Current guidelines from the World Health Organization recommend getting 150 minutes of moderate to vigorous activity per week. This works out to about 20 to 30 minutes per day of activity such as brisk walking, swimming, or playing tennis.
It’s not much of a time commitment, yet most people don’t achieve it. Barely 20 percent of Canadians are considered physically active, according to national guidelines. And if things in Canada are the same as in the United States, this number likely hasn’t changed in the past 15 years.
The good news is that the very best time to start exercising is now. Research from the United States and the UK reveals that middle-aged and older adults can reduce their risk of death by becoming more physically active, irrespective of past physical activity levels.
Why We Exercise Less as We Age
Hidden among these statistics on physical activity is how much it decreases with age. As an adult, our activity usually peaks in our 20s. After that, there is a steady decline in vigorous activity (exercise that increases heart rate) throughout life, while light physical activity (such as easy walking) stays relatively constant until around 60 years of age and then declines. In addition, sedentary time increases.
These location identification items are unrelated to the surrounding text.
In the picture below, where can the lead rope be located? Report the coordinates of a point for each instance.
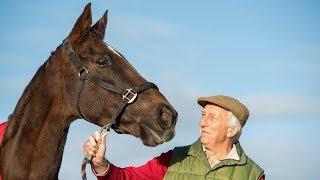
(87, 159)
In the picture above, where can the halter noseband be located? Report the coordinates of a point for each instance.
(128, 95)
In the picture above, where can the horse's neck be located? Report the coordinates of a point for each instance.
(36, 133)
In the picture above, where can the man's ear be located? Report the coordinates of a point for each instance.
(99, 28)
(233, 130)
(82, 25)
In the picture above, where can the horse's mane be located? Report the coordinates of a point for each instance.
(14, 120)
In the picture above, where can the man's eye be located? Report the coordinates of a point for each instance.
(105, 61)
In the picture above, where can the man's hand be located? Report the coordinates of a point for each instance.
(96, 147)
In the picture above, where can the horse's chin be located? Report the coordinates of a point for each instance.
(149, 137)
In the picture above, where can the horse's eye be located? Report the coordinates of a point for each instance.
(105, 61)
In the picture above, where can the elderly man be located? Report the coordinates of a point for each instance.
(217, 154)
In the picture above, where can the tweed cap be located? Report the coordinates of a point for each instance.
(227, 103)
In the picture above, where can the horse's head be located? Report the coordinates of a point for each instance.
(150, 117)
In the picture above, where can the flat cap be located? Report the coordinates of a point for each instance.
(227, 103)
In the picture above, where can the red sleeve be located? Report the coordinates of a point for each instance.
(262, 177)
(2, 129)
(154, 169)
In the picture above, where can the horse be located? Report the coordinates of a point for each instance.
(82, 78)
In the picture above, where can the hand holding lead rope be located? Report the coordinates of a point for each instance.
(94, 151)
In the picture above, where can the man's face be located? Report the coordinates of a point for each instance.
(213, 125)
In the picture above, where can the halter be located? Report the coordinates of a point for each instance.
(128, 95)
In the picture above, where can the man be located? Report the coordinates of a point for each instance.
(217, 154)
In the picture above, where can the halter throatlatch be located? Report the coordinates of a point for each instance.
(128, 95)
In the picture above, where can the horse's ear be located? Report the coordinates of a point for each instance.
(99, 28)
(83, 24)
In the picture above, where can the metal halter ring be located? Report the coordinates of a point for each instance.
(83, 72)
(130, 93)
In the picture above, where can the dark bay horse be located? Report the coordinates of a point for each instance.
(34, 139)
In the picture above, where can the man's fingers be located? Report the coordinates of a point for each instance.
(103, 137)
(92, 141)
(87, 150)
(88, 146)
(98, 137)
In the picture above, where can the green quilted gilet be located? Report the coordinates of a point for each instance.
(190, 162)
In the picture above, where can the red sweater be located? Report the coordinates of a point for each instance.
(154, 169)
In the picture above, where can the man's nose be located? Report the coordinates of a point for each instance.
(203, 120)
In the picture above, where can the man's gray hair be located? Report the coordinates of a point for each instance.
(233, 121)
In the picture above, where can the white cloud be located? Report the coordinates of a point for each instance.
(137, 28)
(282, 106)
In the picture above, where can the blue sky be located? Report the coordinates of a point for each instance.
(265, 53)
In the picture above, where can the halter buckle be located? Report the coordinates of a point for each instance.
(130, 96)
(83, 72)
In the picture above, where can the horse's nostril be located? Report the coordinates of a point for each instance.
(166, 117)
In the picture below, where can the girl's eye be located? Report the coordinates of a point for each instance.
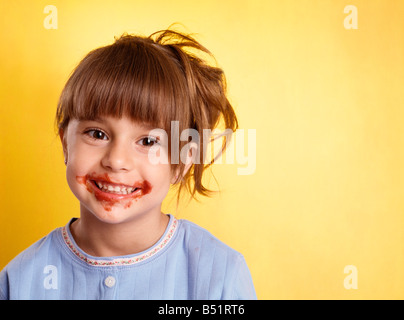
(97, 134)
(148, 141)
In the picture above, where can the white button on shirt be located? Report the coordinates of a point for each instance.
(110, 281)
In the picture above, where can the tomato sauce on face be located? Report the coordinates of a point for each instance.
(108, 199)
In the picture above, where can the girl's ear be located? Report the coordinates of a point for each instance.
(64, 144)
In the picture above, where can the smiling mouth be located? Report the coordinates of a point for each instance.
(113, 188)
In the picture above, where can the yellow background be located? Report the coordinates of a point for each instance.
(327, 104)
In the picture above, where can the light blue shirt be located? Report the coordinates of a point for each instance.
(186, 263)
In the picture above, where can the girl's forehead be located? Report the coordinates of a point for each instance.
(123, 122)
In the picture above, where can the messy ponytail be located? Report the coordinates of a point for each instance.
(154, 80)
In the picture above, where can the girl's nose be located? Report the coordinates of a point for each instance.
(117, 157)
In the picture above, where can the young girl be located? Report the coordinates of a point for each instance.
(123, 246)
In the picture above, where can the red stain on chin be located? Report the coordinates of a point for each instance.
(108, 200)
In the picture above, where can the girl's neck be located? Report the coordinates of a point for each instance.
(102, 239)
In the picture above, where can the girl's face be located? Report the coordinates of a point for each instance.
(109, 171)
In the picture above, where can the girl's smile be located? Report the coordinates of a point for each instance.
(108, 168)
(109, 193)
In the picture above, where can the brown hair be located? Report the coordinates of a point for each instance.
(154, 80)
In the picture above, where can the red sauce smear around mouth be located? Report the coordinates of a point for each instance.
(108, 200)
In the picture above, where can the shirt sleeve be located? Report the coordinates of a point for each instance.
(3, 285)
(243, 287)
Many will argue that this is part of the aging process: we get weaker as we age and therefore we can’t do as much vigorous activity.
However, the physiological changes in our body with age likely only account for a small portion in the decline in activity. People who remain active see only a fraction of the decrease in fitness compared to their inactive counterparts.
Much of this decrease in activity is due to conscious and unconscious changes in life circumstances. In our 20s, we’re more likely to have been engaged in competitive and recreational sports, rely more on transit and active transportation as we can’t afford our own car. Our entry-level jobs are more active, but as we progress up the career ladder, we’re likely to spend more time sitting at a desk.
Downsizing to an Early Death?
Retirement is also another significant stage at which time most people experience a further decrease in activity. Even if one’s job was sedentary, it usually provides a small amount of activity. So unless a conscious effort is made to keep some form of activity up in retirement, it will be lost.
Many people also downsize their home in retirement, perhaps moving to a one-story apartment and losing their yard. While there may be good reasons for downsizing, it also results in further decreases in activity, as there are no stairs to take or yard to manage. Some people downsize purposely, thinking they should be doing less activity.
As activity decreases, so do our fitness and strength levels. Because of those changes, we become even less capable of doing activities we did when we were younger, so we further decrease our activity, and the cycle continues.
As a result, risk factors such as high blood pressure, obesity, and high blood sugar may appear, further increasing our risk for disease and early death.
It’s Exercising Now That Matters
However, it’s not all bad. Our body can also adapt to increasing activity. And when it comes to exercise and health, what you have done lately is more important than what you did years or decades ago.
A study of more than 300,000 men and women aged 50 to 71 living in the United States divided participants into maintainers (high level of activity during leisure time throughout life), decreasers (high activity in teens and low in later life), and increasers (low activity in teens and high in later life).
Of the three groups, maintainers had the lowest risk for early death, but the increasers had a similar benefit. The decreasers didn’t fare much better than people who were inactive their entire life.
When looking at total physical activity (activity during leisure combined with occupational activity), similar results were reported among 15,000 people in the United Kingdom.
Again, what mattered most was how much activity people were doing most recently, not 25 years earlier. Those who increased their activity had the lowest risk for early death, even if their previous activity levels were high to begin with. In addition, people with heart disease or cancer also benefited to the same extent as those without.
Walk for 20 Minutes a Day
Beginning, or even restarting, an exercise program in middle-age or later can be daunting. From time to time, we hear inspiring stories of people running their first marathon in their 70s, but these people are the exception, and not everyone needs (or wants) to be exercising that much.
We demonstrated that as little as 20 minutes of brisk walking per day can result in a 20 percent reduction in early death over seven years. If you increase to 90 minutes of walking or 25 minutes of running, you get a 35 percent reduction.
The greatest gains come from doing nothing to doing something. And every little bit helps throughout the day, not just the time you go to the gym or do a run. Taking the stairs, going for a walk on your lunch, or parking farther away all add up.